Chang’e-5 samples reveal key age of moon rocks
A lunar probe launched by the Chinese space agency recently brought back the first fresh samples of rock and debris from the moon in more than 40 years. Now an international team of scientists — including an expert from Washington University in St. Louis — has determined the age of these moon rocks at close to 1.97 billion years old.
“It is the perfect sample to close a 2-billion-year gap,” said Brad Jolliff, the Scott Rudolph Professor of Earth and Planetary Sciences in Arts & Sciences and director of the university’s McDonnell Center for the Space Sciences. Jolliff is a U.S.-based co-author of an analysis of the new moon rocks led by the Chinese Academy of Geological Sciences, published Oct. 7 in the journal Science.
The age determination is among the first scientific results reported from the successful Chang’e-5 mission, which was designed to collect and return to Earth rocks from some of the youngest volcanic surfaces on the moon.
“Of course, ‘young’ is relative,” Jolliff said. “All of the volcanic rocks collected by Apollo were older than 3 billion years. And all of the young impact craters whose ages have been determined from the analysis of samples are younger than 1 billion years. So the Chang’e-5 samples fill a critical gap.”
The gap that Jolliff references is important not only for studying the moon, but also for studying other rocky planets in the solar system.
As a planetary body, the moon itself is about 4.5 billion years old, almost as old as the Earth. But unlike the Earth, the moon doesn’t have the erosive or mountain-building processes that tend to erase craters over the years. Scientists have taken advantage of the moon’s enduring craters to develop methods of estimating the ages of different regions on its surface, based in part on how pocked by craters the area appears to be.
This study shows that the moon rocks returned by Chang’e-5 are only about 2 billion years old. Knowing the age of these rocks with certainty, scientists are now able to more accurately calibrate their important chronology tools, Jolliff said.
“Planetary scientists know that the more craters on a surface, the older it is; the fewer craters, the younger the surface.

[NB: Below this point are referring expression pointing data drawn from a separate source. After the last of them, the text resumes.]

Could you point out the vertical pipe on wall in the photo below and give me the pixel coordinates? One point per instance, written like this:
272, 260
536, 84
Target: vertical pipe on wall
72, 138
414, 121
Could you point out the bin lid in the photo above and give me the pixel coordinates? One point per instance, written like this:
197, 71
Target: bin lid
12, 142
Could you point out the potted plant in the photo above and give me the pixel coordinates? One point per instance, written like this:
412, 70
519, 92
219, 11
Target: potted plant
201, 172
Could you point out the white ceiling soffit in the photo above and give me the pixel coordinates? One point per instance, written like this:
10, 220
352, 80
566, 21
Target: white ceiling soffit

That’s a nice relative determination,” Jolliff said. “But to put absolute age dates on that, one has to have samples from those surfaces.”

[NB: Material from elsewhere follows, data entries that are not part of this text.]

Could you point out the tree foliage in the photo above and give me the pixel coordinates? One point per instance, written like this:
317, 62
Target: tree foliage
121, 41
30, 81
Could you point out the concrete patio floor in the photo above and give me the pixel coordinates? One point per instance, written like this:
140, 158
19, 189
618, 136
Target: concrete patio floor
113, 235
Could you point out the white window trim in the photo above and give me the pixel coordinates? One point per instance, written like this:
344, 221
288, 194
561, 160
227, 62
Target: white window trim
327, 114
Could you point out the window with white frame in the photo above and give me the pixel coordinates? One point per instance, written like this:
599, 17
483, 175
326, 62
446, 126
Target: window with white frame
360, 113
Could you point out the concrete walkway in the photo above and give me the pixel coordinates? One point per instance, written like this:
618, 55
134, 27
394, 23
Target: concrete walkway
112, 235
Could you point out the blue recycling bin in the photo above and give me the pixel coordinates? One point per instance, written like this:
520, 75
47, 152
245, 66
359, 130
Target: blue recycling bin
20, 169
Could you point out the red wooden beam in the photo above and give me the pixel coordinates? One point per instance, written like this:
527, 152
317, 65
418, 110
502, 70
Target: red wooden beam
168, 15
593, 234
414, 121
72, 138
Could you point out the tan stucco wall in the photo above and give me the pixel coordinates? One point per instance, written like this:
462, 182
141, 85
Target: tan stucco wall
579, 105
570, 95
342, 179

“The Apollo samples gave us a number of surfaces that we were able to date and correlate with crater densities,” Jolliff explained. “This cratering chronology has been extended to other planets — for example, for Mercury and Mars — to say that surfaces with a certain density of craters have a certain age.”

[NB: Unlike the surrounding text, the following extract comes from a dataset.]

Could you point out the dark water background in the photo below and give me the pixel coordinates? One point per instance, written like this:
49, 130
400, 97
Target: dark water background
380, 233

“In this study, we got a very precise age right around 2 billion years, plus or minus 50 million years,” Jolliff said. “It’s a phenomenal result. In terms of planetary time, that’s a very precise determination. And that’s good enough to distinguish between the different formulations of the chronology.”
Other interesting findings from the study relate to the composition of basalts in the returned samples and what that means for the moon’s volcanic history, Jolliff noted.
The results presented in the Science paper are just the tip of the iceberg, so to speak. Jolliff and colleagues are now sifting through the regolith samples for keys to other significant lunar science issues, such as finding bits and pieces tossed into the Chang’e 5 collection site from distant, young impact craters such as Aristarchus, to possibly determining the ages of these small rocks and the nature of the materials at those other impact sites.
Jolliff has worked with the scientists at the Sensitive High Resolution Ion MicroProbe (SHRIMP) Center in Beijing that led this study, including study co-author Dunyi Liu, for over 15 years. This long-term relationship is possible through a special collaboration agreement that includes Washington University and its Department of Earth and Planetary Sciences, and Shandong University in Weihai, China, with support from Washington University’s McDonnell Center for the Space Sciences.
“The lab in Beijing where the new analyses were done is among the best in the world, and they did a phenomenal job in characterizing and analyzing the volcanic rock samples,” Jolliff said.
“The consortium includes members from China, Australia, the U.S., the U.K. and Sweden,” Jolliff continued. “This is science done in the ideal way: an international collaboration, with free sharing of data and knowledge — and all done in the most collegial way possible. This is diplomacy by science.”
Jolliff is a specialist in mineralogy and provided his expertise for this study of the Chang’e-5 samples. His personal research background is focused on the moon and Mars, the materials that make up their surfaces and what they tell about the planets’ history.
As a member of the Lunar Reconnaissance Orbiter Camera science team and leader of the Washington University team in support of NASA’s Apollo Next Generation Sample Analysis (ANGSA) program, Jolliff investigates the surface of the moon, relating what can be seen from orbit to what is known about the moon through the study of lunar meteorites and Apollo samples — and now, from Chang’e-5 samples.